座敷牢に事件の関係者が集まっていた。長門、香川、佐野、北岡。浅倉は来なかった。
「間に合わなかった……!
私が正しい英雄のあるべき姿をきちんと説かなかったばかりに!」
「先生は間違ってなんかないよ。だって、ほら。僕、英雄になれたんだよ?」
格子の向こうから不気味な笑みを浮かべる東條。
その狂気を孕んだ表情に佐野はただ恐れを抱き、北岡がため息をついた。
「そもそもおたくらが英雄なんかにこだわってるからこんなことになんのよ。
で、なんで英雄が牢屋に入れられてんの?
俺にはただの犯罪者にしか見えないんだけど?」
「それでいいんだ、それで……」
今度はブツブツと意味の分からない事を言い出す。
彼の姿を見て、香川が重苦しい口調で話した。
「教え子の不始末は、教授の責任です。私が責任を取りましょう」
「具体的にはどうする気だ」
怒りを押さえ込みながら長門が厳しく問う。
「まずは謝罪を。この鎮守府全ての艦娘の方たちに……
そうですね、本館前に来ていただくことは可能でしょうか。
私と東條君で、ご迷惑をおかけした皆さんに謝罪します。
もちろんそれで全てが終わるとは思っていませんが」
「ふん、口先で謝るだけで青葉が帰って来るわけではないが……」
その時、長門の頭に緊急通信のシグナルが届いた。彼女の目が見開かれる。
「……了解した。手筈を整えよう」
「感謝の念に堪えません」
「ただし、条件がある」
「なんでしょうか」
「もうこいつに暴れられては困る。奴から提督権限を剥奪し、私に移譲すること、だ」
「わかりました。今すぐにでも……東條君、提督権限を手放し、長門さんに渡しなさい」
「はい、先生。“提督権限、僕の提督権限は長門さんのもの”」
鎮守府全体に見えない力が働き、それはやがて長門に収束した。
「確かに……」
「他に、なにかできることは?」
「今のところない。

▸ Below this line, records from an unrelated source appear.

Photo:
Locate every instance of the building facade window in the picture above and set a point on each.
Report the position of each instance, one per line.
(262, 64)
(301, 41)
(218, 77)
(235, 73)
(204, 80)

今、小人たちが本館前広場に演説台を設置している。
それが終わるまで執務室で待機していろ」
「わかりました」
そして長門は去っていった。
佐野はどうしていいかわからず、キョロキョロ香川と東條を交互に見ている。
北岡は興味深げに獄中の彼を眺める。
「なるほど、謝罪ね。政治家や重役のは腐るほど見てきたけど、
まさかライダーの謝罪会見を見ることになるとは夢にも思わなかったよ。
まぁ、参考までに俺も見させてもらうよ。
仮面ライダーが不祥事を起こした場合どう弁護するか、
シミュレーションするのも面白そうだし?
じゃあ、間宮でお茶でも飲みながら時間を潰すとしますか」
呑気な言葉を残して北岡も出ていった。
ただ困惑するだけだった佐野もようやく口を開く。
「あの、俺、一度自分の鎮守府に戻ります。今日は遅くなるって叢雲に伝えないと……」
「ええ。君も出席してくれると助かります」
そして、佐野も帰っていく。残されたのは師弟二人。香川は改めて東條に向き合う。
ひたすら感情を隠していた香川が悲しそうな表情を浮かべ、彼に話しかける。
「さっきも言いましたが、君の過ちは私の過ちでもあります。
今夜、一緒に皆さんに詫びるのです。準備が終わるまで、自分の行動を振り返り、
何故こうなったのか、自分なりの答えを出しなさい。私が助言するのはそれからです」
最後の香川も本館の執務室で待機するべく、座敷牢から去っていった。
一人になった東條は、畳の上に座り込み、香川の言うとおり、
ここに来るまでの行動を振り返った。
浅倉威にライダーバトルを挑んだ。そのせいで先生と戦うことになった。
その後大事な人を殺そうとした。できなかった。
自分のことしか考えないライダーに戦いを挑んで負けた。そして、大切な人を、殺した。
僕を失いたくないと言ってくれた、あの人を。だから今、僕は牢屋の中にいる。
僕は、英雄になれたのかな。……そうだよね、そうだと言ってよ、青葉さん!
じゃないと、君を失った意味が、ないじゃないか!
「ああああああ!!」
突然感情が暴発し、絶叫する。
「……!?」
だが、不意にあることに気がつく。そうだ、僕は、まだやり残したことがある!
全部やり遂げないと、彼女の犠牲が無駄になる!
牢屋の中で、一人ある決意を固めた東條だった。
──東條鎮守府 本館前広場
夕暮れ時、広場にマイクが一本設けられたステージが設置された。
急な話だったので簡素な作りのものだったが、肝心なのは演説内容なので問題はない。
ステージの斜め後方に関係者が座るパイプ椅子が並べられ、
夜も近いので前方に探照灯が配置されている。そろそろ開場の時間が近い。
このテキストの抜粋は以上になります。